- A C2 Class runs along Fitzroy Street, 2025

General information
- Location: Fitzroy Street, St Kilda, Melbourne, Victoria
- Owner: VicTrack
- Operator: Yarra Trams
- Platforms: 2
- Tracks: 2
- Connections: Bus;

Construction
- Structure type: At-grade

Other information
- Status: Open
- Fare zone: Myki zone 1

History
- Opened: 30 October 1925
- Electrified: 30 October 1925

Services
| Preceding station | Yarra Trams |  |  | Following station |
| Princes Street/Fitzroy Street towards Melbourne University |  | Route 16 |  | Park Street/Fitzroy Street towards Kew |
| St Kilda towards East Brunswick |  | Route 96 |  | Park Street/Fitzroy Street towards St Kilda Beach |
Former services
| Preceding station | Yarra Trams |  |  | Following station |
| Princes Street/Fitzroy Street towards Melbourne University |  | Route 3a (2009-2023) |  | Park Street/Fitzroy Street towards East Malvern |

Location

= Canterbury Road/Fitzroy Street tram stop =

Tram stop in Melbourne, Australia

Canterbury Road/Fitzroy Street is a tram stop located on Fitzroy Street in St Kilda. It is served by tram Routes 16 and 96 in Melbourne. The stop opened in October 1925 as an extension of an existing electric line running to St Kilda, seeing the conversion of the Fitzroy Street line from cable to electric operation.

== History ==
The tram line along Fitzroy Street was opened on 30 October 1925, as part of a new electric tram line running from St Kilda Junction on St Kilda Road along Fitzroy Street into St Kilda. The new tram line also coincided with the conversion of the existing cable tram line on The Esplanade along the St Kilda beachfront into electric operation, allowing trams to reach St Kilda from Caulfield and the city. This had come after the City of South Melbourne had called for the Prahran and Malvern Tramways Trust to link their existing line to St Kilda railway station on Fitzroy Street.

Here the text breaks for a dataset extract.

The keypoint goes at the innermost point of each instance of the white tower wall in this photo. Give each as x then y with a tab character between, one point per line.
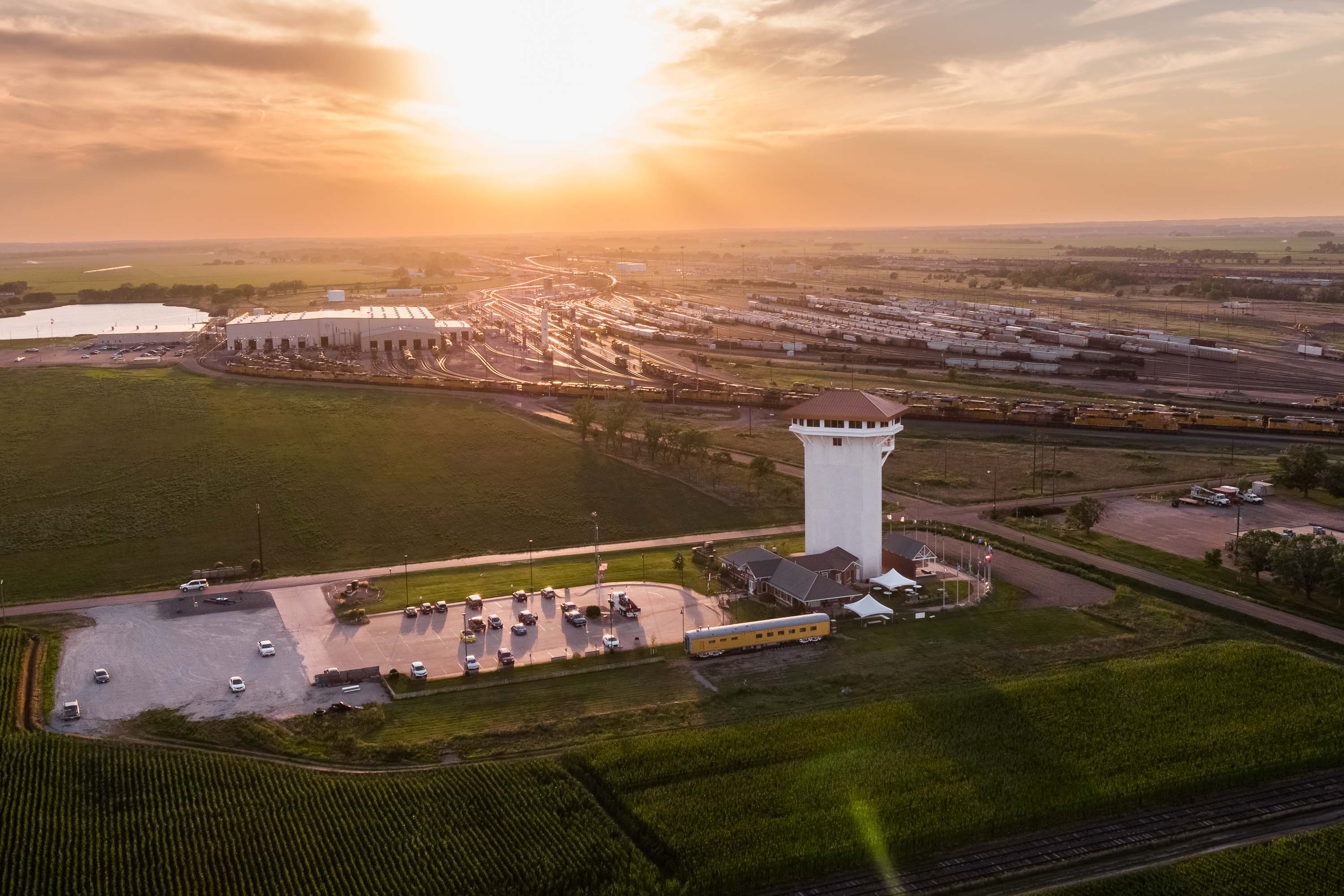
843	489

In 1987, a new junction was built from Fitzroy Street facing northwards to connect to the St Kilda line which was at the time, being converted from a heavy rail line into a light rail line to be used by new trams. The heavy rail line to St Kilda was closed on 1 August 1987 with tram services along Fitzroy Street disrupted and/or diverted during construction of the new connection. The new converted St Kilda line light rail was opened on 21 November 1987, with the line being served by an extended Route 96 which had previously terminated at Spencer Street station on Bourke Street.

In August 2008, a project was undertaken to renew the track on the St Kilda light rail between Port Junction and the intersection with Fitzroy Street. This project lasted from 23 August until 31 August and caused Route 96 trams to be diverted onto Park Street, terminating at Park Street, the regular Route 112 (now Route 12) terminus.

On 31 January 2009, the Route 3 was altered on weekends to divert from its normal route on St Kilda Road to instead traverse through St Kilda and along Carlisle Street. This was done to better serve the St Kilda area which saw significantly more traffic on weekends, with patronage on Routes 16 and 96 reflecting this increased demands. This change was reverted on 30 October 2023 as part of a wider tram timetable change with Route 3 returning to its previous weekend alignment along St Kilda Road, following the same route as it does on weekdays.

== Services ==
Canterbury Road/Fitzroy Street is served by trams on routes 16 and 96. The Route 16 runs from Melbourne University to Kew via St Kilda. Route 96 runs between East Brunswick and Acland Street, running along the former St Kilda railway line.